Dans un collège aussi composite que le Conseil fédéral, les décisions
ne sont, à l’évidence, pas prises à l’unanimité. Mais alors, qui décide
? Pour chaque objet, quelle majorité ? Nous ne le savons que par
supputation ou indiscrétion. Plusieurs responsables des partis
gouvernementaux ont dès lors demandé que les votes du Conseil fédéral
soient rendus publics. Leurs arguments pour prôner cette réforme :
clarté et transparence. On finit toujours par l’apprendre,
plaident-ils. Que l’annonce soit donc officielle plutôt que chuchotée !
De surcroît il est démocratique que le citoyen soit renseigné sur le
comportement de ses champions, notamment de ceux qui portent ses
couleurs. Malgré son langage à la mode médiatique, le droit de savoir,
cette proposition doit être rejetée comme irréaliste et pernicieuse.
La pratique
Il est rare que l’on vote dans un collège. Quand chacun s’est exprimé,
le décompte est fait. Cela signifie que la délibération est essentielle
et, dans chaque intervention, comptent non seulement le contenu, mais
le ton. Est-il celui d’une opposition résignée, de principe, ou celui
d’une détermination farouche ? Est-ce que l’acceptation d’un projet a
été rendue possible par une concession ? Un vote n’a de sens qu’en
fonction de la délibération qui le précède. Or la délibération n’est
pas publique (art. 20 de la Loi sur l’organisation du gouvernement,
Loga). A juste titre, car les membres d’un gouvernement partagent une
responsabilité commune, ils ont de ce fait un langage qui leur est
propre ; ils ne sont pas en représentation comme les parlementaires,
représentants bien nommés du peuple.
Collégialité
Si les votes sont rendus publics, nominativement, un pas supplémentaire
aura été franchi vers la médiatisation de la politique. Les
organisateurs de forum, les spécialistes de la confrontation-spectacle
seront autorisés à demander aux opposants les raisons de leur refus. Au
lieu de clore le débat, le vote public en ouvrirait, hors enceinte, un
autre, médiatique, court-circuitant le vrai débat devant le Parlement.

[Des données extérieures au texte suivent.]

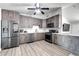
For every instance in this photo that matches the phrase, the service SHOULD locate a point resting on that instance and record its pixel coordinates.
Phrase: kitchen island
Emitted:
(31, 37)
(68, 41)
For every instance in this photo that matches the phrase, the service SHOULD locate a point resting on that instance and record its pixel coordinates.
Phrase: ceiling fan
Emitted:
(38, 9)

Enfin, la publication des votes romprait la collégialité à chaque coup.
Lorsque, quelquefois, par exemple dans le canton de Vaud, elle a été
délibérément rompue, en quoi a consisté l’exercice ? Les opposants ont
fait savoir publiquement par un communiqué ou une conférence de presse
qu’ils étaient opposés à la décision prise. Avec la publication des
votes, on aurait une rupture de collégialité automatique.

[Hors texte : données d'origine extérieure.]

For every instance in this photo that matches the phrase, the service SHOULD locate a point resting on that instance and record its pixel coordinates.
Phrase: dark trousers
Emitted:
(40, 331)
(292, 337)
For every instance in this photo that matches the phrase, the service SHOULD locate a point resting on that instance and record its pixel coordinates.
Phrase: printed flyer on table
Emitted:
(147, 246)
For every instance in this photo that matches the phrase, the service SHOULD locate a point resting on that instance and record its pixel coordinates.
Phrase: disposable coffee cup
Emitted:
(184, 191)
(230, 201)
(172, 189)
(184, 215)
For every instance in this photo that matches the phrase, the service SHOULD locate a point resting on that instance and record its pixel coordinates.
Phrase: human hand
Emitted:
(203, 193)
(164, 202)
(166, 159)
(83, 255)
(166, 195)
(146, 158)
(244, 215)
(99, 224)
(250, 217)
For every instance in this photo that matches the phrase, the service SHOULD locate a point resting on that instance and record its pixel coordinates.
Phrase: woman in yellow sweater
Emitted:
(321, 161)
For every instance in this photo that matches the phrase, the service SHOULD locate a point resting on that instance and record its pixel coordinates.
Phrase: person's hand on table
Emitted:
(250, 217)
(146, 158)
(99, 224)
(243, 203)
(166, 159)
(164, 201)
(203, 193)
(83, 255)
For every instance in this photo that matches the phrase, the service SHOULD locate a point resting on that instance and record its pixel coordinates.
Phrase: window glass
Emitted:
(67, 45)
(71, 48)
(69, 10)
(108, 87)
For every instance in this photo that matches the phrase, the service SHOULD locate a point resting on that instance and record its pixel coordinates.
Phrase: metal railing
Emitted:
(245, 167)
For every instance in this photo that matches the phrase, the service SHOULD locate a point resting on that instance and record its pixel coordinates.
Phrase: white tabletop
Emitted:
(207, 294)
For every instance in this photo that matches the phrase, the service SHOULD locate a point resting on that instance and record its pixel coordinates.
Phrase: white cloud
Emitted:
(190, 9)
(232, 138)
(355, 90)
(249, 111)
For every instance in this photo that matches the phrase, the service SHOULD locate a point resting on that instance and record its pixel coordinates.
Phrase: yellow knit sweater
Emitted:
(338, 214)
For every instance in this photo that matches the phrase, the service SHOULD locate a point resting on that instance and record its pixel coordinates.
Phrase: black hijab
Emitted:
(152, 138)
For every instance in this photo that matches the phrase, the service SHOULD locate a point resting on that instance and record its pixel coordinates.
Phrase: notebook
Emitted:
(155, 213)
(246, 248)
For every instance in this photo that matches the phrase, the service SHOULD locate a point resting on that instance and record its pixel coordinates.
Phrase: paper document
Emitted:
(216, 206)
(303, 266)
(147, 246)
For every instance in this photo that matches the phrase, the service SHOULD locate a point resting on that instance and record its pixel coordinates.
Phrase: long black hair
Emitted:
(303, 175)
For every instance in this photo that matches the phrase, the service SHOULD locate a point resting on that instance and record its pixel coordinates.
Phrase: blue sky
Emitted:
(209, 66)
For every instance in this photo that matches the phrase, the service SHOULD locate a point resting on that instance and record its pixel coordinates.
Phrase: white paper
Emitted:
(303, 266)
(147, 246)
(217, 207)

En fin de compte, la publication des votes serait contraire à la
Constitution (art. 177 : «Le Conseil fédéral prend ses décisions en
autorité collégiale») et à la loi (art 4 Loga : «Le Conseil fédéral
assume collégialement ses responsabilités gouvernementales» et art 12 :
«Les membres du Conseil fédéral défendent les positions prises par le
Conseil fédéral.») On peut discuter ce que signifie «défendre» la
position collégiale. Est-ce, interprétation minimale qui est la nôtre,
s’abstenir de toute critique publique ? ou, interprétation classique,
soutenir même contre sa conviction personnelle ? Quelle que soit la
réponse, elle n’est pas compatible avec la publication des votes du
Conseil fédéral. Car, par cette publication, les votes des opposants
sont instrumentalisés et rendent impossible, intenable, un soutien même
minimal. Ce serait alors une collégialité schizophrénique.
Signe
Cette proposition est toutefois un signe de la fébrilité qui règne dans
les états-majors politiques. Qui peut-elle intéresser ? Les partis les
plus polarisés, l’UDC, notamment, soucieuse de démontrer qu’en toutes
circonstances les magistrats choisis par elle sont fidèles au programme
sur lequel ils ont été élus ; le parti socialiste peut-être, dans la
mesure où il doit se distancer de la politique de droite du Conseil
fédéral.
Et d’une manière générale, on pressent, dans cette agitation, le besoin
des états-majors de parti d’avoir barre sur les choix de la politique
gouvernementale. Dans ce cas, mieux vaut en débattre ouvertement qu’y
prétendre par une proposition immature.